Records will be retained and disposed of in accordance with the CDC/ATSDR Records Control Schedule. Physical copies of assessment materials and reports will be maintained at CDC/ATSDR until no longer needed by program officials and will be kept in accordance with the corresponding retention schedules. Computer documents will be disposed of when no longer needed by program officials. Personal identifiers will be deleted from records when no longer needed and will be retained no longer than five years. Disposal methods will include erasing computer files, shredding paper materials, or transferring records to the Federal Records Center when no longer needed for evaluation and analysis. Records are retained for 20 years.

In compliance with federal and state privacy protection laws and regulations, and as indicated in the consent form, the limited data set may be shared with other federal, state and/or local public health and environmental agencies via data use agreements for research purposes to advance the scientific understanding of human exposures to PFAS. These agencies must also protect this private information. Each state health department will act in compliance with their respective Sunshine Laws, which may impact the potential for information sharing.

Environmental Data Handling and Evaluation

Data Handling

All environmental samples, data quality assurance and data quality control will be performed by the identified laboratory in accordance with laboratory methods capable of quantifying PFAS in all sampled media since no EPA methods are available in the sampled media (see the SAP in Appendix D).

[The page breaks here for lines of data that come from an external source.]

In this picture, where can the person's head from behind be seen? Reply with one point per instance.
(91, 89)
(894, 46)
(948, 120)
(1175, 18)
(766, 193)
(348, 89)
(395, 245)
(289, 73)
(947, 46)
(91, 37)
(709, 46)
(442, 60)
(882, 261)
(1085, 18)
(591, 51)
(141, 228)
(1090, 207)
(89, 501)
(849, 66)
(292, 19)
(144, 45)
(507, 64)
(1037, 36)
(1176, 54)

Questionnaire data will be collected using the Epi Info software tool and will be kept in a secure and encrypted electronic database.

All data will be transmitted via secure connections and methods to CDC/ATSDR for incorporation into a centralized data management repository protected by CDC/ATSDR network firewall and additional security access controls. All results will be electronically transmitted in spreadsheet format using a secured and password-protected network. Deidentified data will be transmitted to the US EPA Office of Research and Development (ORD) through a secured directory to allow for access by EPA.

Data Evaluation

Descriptive statistics (mean or geometric mean, median, interquartile range, percentiles, minimum, maximum, % detected, etc.) will be prepared for each medium-analyte combination, as appropriate. Consistent with the procedures used to analyze the CDC/ATSDR PFAS Exposure Assessments, categorical responses with <10 values will be collapsed with other categorical responses. To meet the investigation objectives, we will perform several statistical analysis procedures (Table 3).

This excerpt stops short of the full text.